Moretti agrees with Lopez.

“If Lopez is successful (against Concepcion and Marquez) this year, I think it’s possible that he can draw 10,000 to 15,000 at Madison Square Garden next year provided he’s in with the right opponent and the fight takes place the day before the Puerto Rican parade,” Moretti said.

The prime candidate for that June 2011 date in New York City, or a proposed high-profile card at the New Meadowlands Stadium in East Rutherford, N.J., is featherweight beltholder Yuriorkis Gamboa, a phenomenally talented boxer-puncher from Cuba who is also promoted by Top Rank.

Gamboa, who fought on the undercard of the Lopez-Luevano fight in order to build interest in an eventual showdown, is scheduled to fight titleholder Elio Rojas in an HBO-televised unification bout on Sept. 11. If the 2004 Olympic gold medalist beats Rojas, the demand for Lopez-Gamboa will likely be at a fever pitch by mid-2011, which is exactly what Top Rank CEO Bob Arum wants.

However, fans should not be surprised if the hall-of-fame promoter holds off on delivering Lopez-Gamboa next year in hopes that the eventual matchup develops into a pay-per-view-caliber fight in 2012.

Moretti believes there are enough players at featherweight to provide Lopez with fan-friendly challenges as well as the opportunity to build his fan base.

“There are a lot of really good featherweights for Lopez to fight beyond the Gamboa-Rojas winner,” he said. “There’s Chris John and the other titleholder, Orlando Salido.

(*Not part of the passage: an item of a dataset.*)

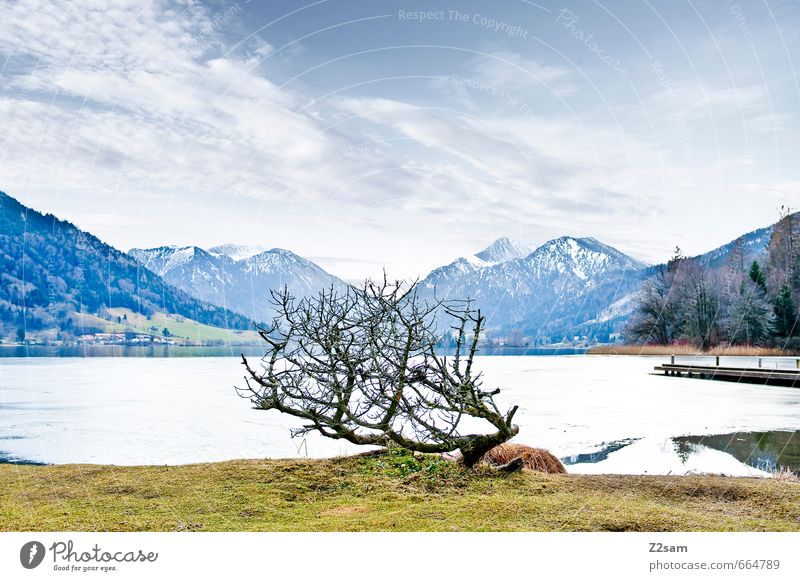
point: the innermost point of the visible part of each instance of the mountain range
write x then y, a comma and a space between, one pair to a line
236, 277
55, 275
565, 287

There’s (Celestino) Caballero, who doesn’t have a belt but is probably respected more by fans. And there are young up-and-comers Miguel Garcia, (Roberto) Marroquin, (Eduardo) Escobedo and Joksan Hernandez who will keep the division strong for years to come.

“There are quality guys that Lopez can fight and defend his title against. That’s why I think he has a real shot at becoming a star.”

Lopez has repeatedly stated that he intends to be the first Puerto Rican fighter to win major titles in four weight classes, but luckily for fight fans he plans to make his name at featherweight.

“I have a lot of work to do at featherweight,” Lopez said. “There is so much great talent in this division, like Chris John and Gamboa, I think can spend at least another year here.”